Comedy and performing were just never on my radar, whatsoever.

Why had he not considered comedy as a career when he was younger? "I never thought it was possible," he says. "I'm from Navan in County Meath which is the same place as Tommy Tiernan and Dylan Moran and people like that which is odd because, I don't know if you've ever been here, but it's not a particularly funny town. I went to the same school as them but it's a football school. So comedy and performing were just never on my radar, whatsoever."

While in school he studied acting at the Gaiety School of Acting where he learned about improv and, as a consequence, how to write, but “over the course of the five years in secondary school I was just kind of discouraged from any creative path whatsoever. I signed up to do a business degree in NUIG and dropped out because I was just far too young. Then I went back to do French [and Spanish in Trinity] and thought ‘Okay. I’ll try and sneak into the creative bit by doing marketing or tourism after this.’… I did set up a kind of sketch troupe because we didn’t have a Cambridge Footlights type organisation…. I wrote for that, but I didn’t actually perform in it.”
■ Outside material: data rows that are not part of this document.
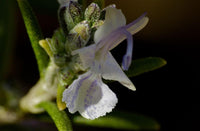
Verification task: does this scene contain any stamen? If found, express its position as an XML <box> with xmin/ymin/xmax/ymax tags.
<box><xmin>122</xmin><ymin>29</ymin><xmax>133</xmax><ymax>70</ymax></box>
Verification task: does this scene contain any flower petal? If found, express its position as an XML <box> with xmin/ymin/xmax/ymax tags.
<box><xmin>94</xmin><ymin>6</ymin><xmax>126</xmax><ymax>43</ymax></box>
<box><xmin>72</xmin><ymin>44</ymin><xmax>96</xmax><ymax>69</ymax></box>
<box><xmin>62</xmin><ymin>72</ymin><xmax>92</xmax><ymax>113</ymax></box>
<box><xmin>102</xmin><ymin>52</ymin><xmax>136</xmax><ymax>91</ymax></box>
<box><xmin>63</xmin><ymin>71</ymin><xmax>117</xmax><ymax>119</ymax></box>
<box><xmin>126</xmin><ymin>13</ymin><xmax>149</xmax><ymax>35</ymax></box>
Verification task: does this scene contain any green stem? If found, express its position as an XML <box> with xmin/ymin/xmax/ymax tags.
<box><xmin>94</xmin><ymin>0</ymin><xmax>105</xmax><ymax>9</ymax></box>
<box><xmin>17</xmin><ymin>0</ymin><xmax>49</xmax><ymax>76</ymax></box>
<box><xmin>38</xmin><ymin>102</ymin><xmax>72</xmax><ymax>131</ymax></box>
<box><xmin>0</xmin><ymin>0</ymin><xmax>16</xmax><ymax>81</ymax></box>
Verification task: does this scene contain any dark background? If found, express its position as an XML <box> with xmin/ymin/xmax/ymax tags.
<box><xmin>3</xmin><ymin>0</ymin><xmax>200</xmax><ymax>131</ymax></box>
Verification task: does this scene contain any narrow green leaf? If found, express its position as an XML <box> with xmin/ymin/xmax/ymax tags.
<box><xmin>125</xmin><ymin>57</ymin><xmax>167</xmax><ymax>77</ymax></box>
<box><xmin>73</xmin><ymin>112</ymin><xmax>160</xmax><ymax>130</ymax></box>
<box><xmin>0</xmin><ymin>0</ymin><xmax>16</xmax><ymax>80</ymax></box>
<box><xmin>38</xmin><ymin>102</ymin><xmax>72</xmax><ymax>131</ymax></box>
<box><xmin>17</xmin><ymin>0</ymin><xmax>49</xmax><ymax>76</ymax></box>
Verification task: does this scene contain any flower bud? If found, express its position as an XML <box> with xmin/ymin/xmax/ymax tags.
<box><xmin>66</xmin><ymin>21</ymin><xmax>91</xmax><ymax>52</ymax></box>
<box><xmin>64</xmin><ymin>1</ymin><xmax>83</xmax><ymax>31</ymax></box>
<box><xmin>85</xmin><ymin>3</ymin><xmax>101</xmax><ymax>23</ymax></box>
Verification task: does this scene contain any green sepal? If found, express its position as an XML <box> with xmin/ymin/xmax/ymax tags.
<box><xmin>85</xmin><ymin>3</ymin><xmax>101</xmax><ymax>25</ymax></box>
<box><xmin>38</xmin><ymin>102</ymin><xmax>72</xmax><ymax>131</ymax></box>
<box><xmin>64</xmin><ymin>1</ymin><xmax>83</xmax><ymax>31</ymax></box>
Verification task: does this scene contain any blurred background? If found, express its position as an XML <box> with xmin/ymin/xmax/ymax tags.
<box><xmin>0</xmin><ymin>0</ymin><xmax>200</xmax><ymax>131</ymax></box>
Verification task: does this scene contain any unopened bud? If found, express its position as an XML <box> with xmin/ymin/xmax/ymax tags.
<box><xmin>64</xmin><ymin>1</ymin><xmax>83</xmax><ymax>30</ymax></box>
<box><xmin>85</xmin><ymin>3</ymin><xmax>101</xmax><ymax>23</ymax></box>
<box><xmin>66</xmin><ymin>21</ymin><xmax>90</xmax><ymax>51</ymax></box>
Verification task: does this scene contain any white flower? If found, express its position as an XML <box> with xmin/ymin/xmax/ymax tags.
<box><xmin>62</xmin><ymin>6</ymin><xmax>148</xmax><ymax>119</ymax></box>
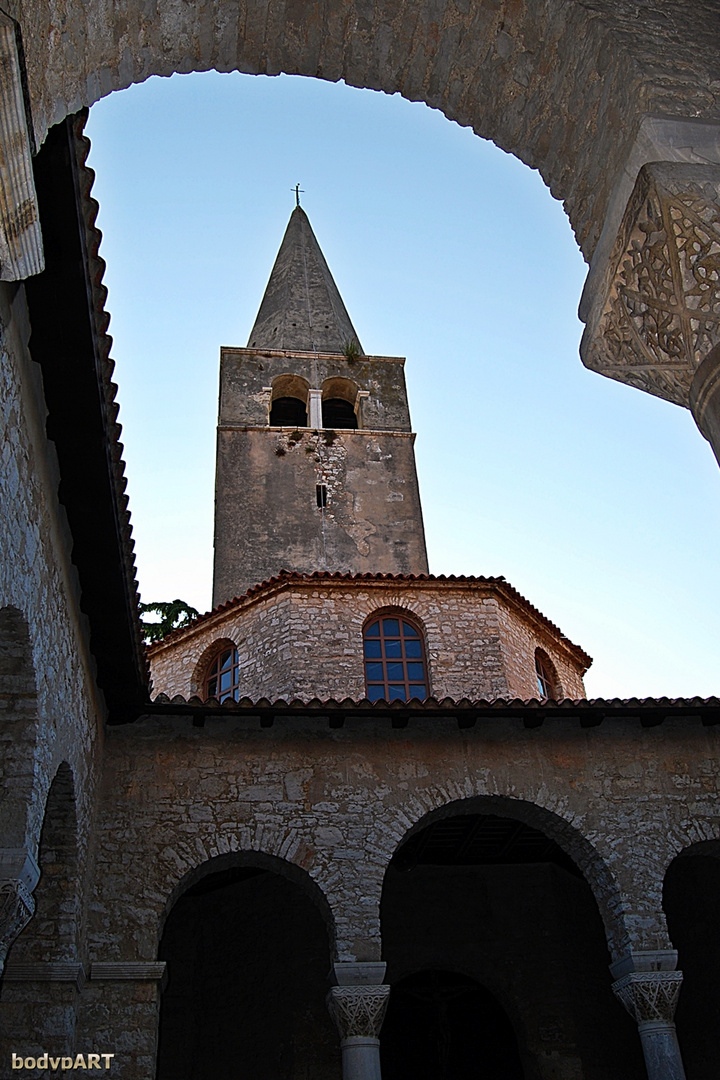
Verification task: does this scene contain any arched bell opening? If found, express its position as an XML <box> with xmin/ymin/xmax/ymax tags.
<box><xmin>663</xmin><ymin>840</ymin><xmax>720</xmax><ymax>1080</ymax></box>
<box><xmin>157</xmin><ymin>853</ymin><xmax>340</xmax><ymax>1080</ymax></box>
<box><xmin>380</xmin><ymin>800</ymin><xmax>643</xmax><ymax>1080</ymax></box>
<box><xmin>382</xmin><ymin>970</ymin><xmax>525</xmax><ymax>1080</ymax></box>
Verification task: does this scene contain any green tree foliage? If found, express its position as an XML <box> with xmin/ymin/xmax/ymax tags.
<box><xmin>139</xmin><ymin>600</ymin><xmax>200</xmax><ymax>645</ymax></box>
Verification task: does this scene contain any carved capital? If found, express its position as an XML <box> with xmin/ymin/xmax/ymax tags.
<box><xmin>327</xmin><ymin>984</ymin><xmax>390</xmax><ymax>1039</ymax></box>
<box><xmin>0</xmin><ymin>878</ymin><xmax>35</xmax><ymax>972</ymax></box>
<box><xmin>581</xmin><ymin>162</ymin><xmax>720</xmax><ymax>406</ymax></box>
<box><xmin>612</xmin><ymin>971</ymin><xmax>682</xmax><ymax>1024</ymax></box>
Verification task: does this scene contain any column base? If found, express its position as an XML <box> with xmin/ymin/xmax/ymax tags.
<box><xmin>638</xmin><ymin>1020</ymin><xmax>685</xmax><ymax>1080</ymax></box>
<box><xmin>340</xmin><ymin>1035</ymin><xmax>380</xmax><ymax>1080</ymax></box>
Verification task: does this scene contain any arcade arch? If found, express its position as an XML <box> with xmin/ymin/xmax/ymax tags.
<box><xmin>381</xmin><ymin>799</ymin><xmax>642</xmax><ymax>1080</ymax></box>
<box><xmin>157</xmin><ymin>852</ymin><xmax>339</xmax><ymax>1080</ymax></box>
<box><xmin>663</xmin><ymin>840</ymin><xmax>720</xmax><ymax>1080</ymax></box>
Why not? “I had stage fright,” he says. “I’ve never done live stuff ever. It absolutely terrifies me. The idea of being heckled, I think, scares me more than anything else.”

Has the internet enabled a new breed of shy comedian, who wouldn't necessarily flourish in the world of live stand-up comedy? He thinks possibly so. "There are certain people on Facebook who are personalities, and they are bright brash and wonderful. But I do characters, and I hide behind them. I'm never really myself in most of my stuff. It's a way of being somebody else."

My humour is very referential. Lots of the stuff I talk about is based on something else… I will use the format and the structure of that to make something new.

Though Fry loved Little Britain ("probably not the best thing to say right now"), Catherine Tate and Family Guy growing up, he's clearly a product of the social media age. He mentions other Irish Twitter comics like Sean Burke and Tony Cantwell. "Twitter itself, just textually, is very, very funny. So there's Dril or Sad Tiger, Cool as Heck Turtle, Rad Milk and Rob Delaney. I really loved that kind of stuff because it was just this bizarre world of humour that doesn't work anywhere else." He calls it "pure internet irony poisoning… My humour is very referential. Lots of the stuff I talk about is based on something else… I will use the format and the structure of that to make something new."

People are still unsure how to harness this new wave of comedic energy. For a while Fry worked with social media publisher Joe.ie but he thinks they didn’t really know what to do with him. “I wouldn’t even know how to use myself to be very honest with you, because [this is] a new brand of comedy… I ended up doing lots of ads. was essentially an influencer in-house kind of person… The commercial nature of it meant having to kind of sell your soul all the time. It kind of got to me after a while.”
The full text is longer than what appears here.